From the age of 5, Jennette is burdened financially and emotionally, being the sole source of income for her family while having to control her mother’s erratic emotions. McCurdy writes, “No one else in the family seems to understand Mom’s emotions… But I always know. I’ve spent my whole life studying her so that I can always know, because I always want to do whatever I can in any given moment to keep or make Mom happy. Mom is grateful-happy. This is my favorite way to see her, because I am directly the source of it.” 

Her mother is put on a pedestal, and Jennette neglects her personal feelings and needs as they are overtaken by her intense desire to please and understand her mother. This takes to extremes when her mother forces her daughter into calorie restriction after expressing discontent that her baby was growing up. Jennette was taught an eating disorder at just eleven years old, spiraling into anorexia, bulimia, and binge eating. After her mother’s battle with cancer ends, Jennette is left directionless. She falls deeper into depression, binging, and drinking as readers follow her journal to unwind an entire belief system and rebuild her identity. 

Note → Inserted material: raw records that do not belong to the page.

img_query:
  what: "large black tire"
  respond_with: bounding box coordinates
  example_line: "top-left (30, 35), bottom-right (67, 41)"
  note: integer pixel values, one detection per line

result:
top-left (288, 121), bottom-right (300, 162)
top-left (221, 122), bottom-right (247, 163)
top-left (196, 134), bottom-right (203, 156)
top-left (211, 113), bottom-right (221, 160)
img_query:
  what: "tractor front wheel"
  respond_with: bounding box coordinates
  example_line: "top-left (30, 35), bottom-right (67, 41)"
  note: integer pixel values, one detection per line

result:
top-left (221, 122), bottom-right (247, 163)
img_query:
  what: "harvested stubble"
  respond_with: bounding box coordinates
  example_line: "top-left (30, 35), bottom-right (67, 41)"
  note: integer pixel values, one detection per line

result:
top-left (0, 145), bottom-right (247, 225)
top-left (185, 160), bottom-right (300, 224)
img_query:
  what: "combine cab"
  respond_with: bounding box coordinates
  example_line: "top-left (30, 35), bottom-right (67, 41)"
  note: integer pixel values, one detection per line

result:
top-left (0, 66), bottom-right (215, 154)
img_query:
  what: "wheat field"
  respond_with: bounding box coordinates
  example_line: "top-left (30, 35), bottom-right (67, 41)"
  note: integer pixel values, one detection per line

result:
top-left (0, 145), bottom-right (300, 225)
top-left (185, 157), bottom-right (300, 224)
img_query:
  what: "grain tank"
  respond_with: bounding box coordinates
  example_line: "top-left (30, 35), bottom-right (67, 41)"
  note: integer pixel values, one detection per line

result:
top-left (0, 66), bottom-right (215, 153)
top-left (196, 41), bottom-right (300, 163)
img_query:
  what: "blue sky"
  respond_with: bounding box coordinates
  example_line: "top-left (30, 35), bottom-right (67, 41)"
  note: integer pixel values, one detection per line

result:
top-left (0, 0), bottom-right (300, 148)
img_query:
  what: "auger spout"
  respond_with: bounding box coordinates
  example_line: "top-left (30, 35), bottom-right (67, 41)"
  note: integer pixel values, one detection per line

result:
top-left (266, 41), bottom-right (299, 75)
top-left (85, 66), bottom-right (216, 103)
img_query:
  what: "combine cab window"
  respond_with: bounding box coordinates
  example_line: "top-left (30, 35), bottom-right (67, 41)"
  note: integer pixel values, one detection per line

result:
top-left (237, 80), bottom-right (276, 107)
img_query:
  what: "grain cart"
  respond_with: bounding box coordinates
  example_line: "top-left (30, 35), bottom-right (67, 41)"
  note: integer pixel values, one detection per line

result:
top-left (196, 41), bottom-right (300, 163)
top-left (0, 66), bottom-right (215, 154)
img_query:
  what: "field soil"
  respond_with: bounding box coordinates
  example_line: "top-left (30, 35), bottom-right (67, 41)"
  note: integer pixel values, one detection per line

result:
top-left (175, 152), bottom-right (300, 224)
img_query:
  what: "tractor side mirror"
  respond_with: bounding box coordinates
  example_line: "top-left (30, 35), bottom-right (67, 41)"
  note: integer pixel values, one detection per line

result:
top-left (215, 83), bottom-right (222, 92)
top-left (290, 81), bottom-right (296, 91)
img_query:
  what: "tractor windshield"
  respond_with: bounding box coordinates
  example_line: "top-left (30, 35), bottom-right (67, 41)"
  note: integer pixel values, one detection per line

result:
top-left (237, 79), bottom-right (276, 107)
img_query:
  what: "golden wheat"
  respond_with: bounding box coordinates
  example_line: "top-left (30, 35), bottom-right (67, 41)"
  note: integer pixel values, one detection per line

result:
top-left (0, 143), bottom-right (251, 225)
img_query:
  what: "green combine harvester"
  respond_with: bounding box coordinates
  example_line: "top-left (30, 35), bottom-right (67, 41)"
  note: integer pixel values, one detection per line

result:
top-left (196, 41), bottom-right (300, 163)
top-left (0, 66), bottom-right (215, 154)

This is genuinely one of the best books I’ve ever read. Her writing style is a work of art in itself. The structure of the novel is a documentation of her past, and like a time machine, readers are along the journey with Jennette. She manages to put readers into her headspace at different ages by having the writing grow more complicated as the novel progresses, with early chapters written like a child’s diary with simple sentences to messy and cursing monologues as she develops.  

The book first caught my attention for its title. People jumped at her after taking one look at the title and called her dramatic, ungrateful, and offensive. How dare she say something so atrocious? Jennette recognizes the controversial title and cover where she smugly holds a bright pink vase of her mother’s ashes in a genius yet morbid contrast of the humor and darkness of her memoir. The final scene is Jennette standing in front of her mother’s grave. She reads the stream of words, “‘Brave, kind, loyal, sweet, loving, graceful, strong, thoughtful, funny…’ Was she though? Why do we romanticize the dead? Why can’t we be honest about them?

She earned that title, and on behalf of Jennette, I’m glad her mom died too.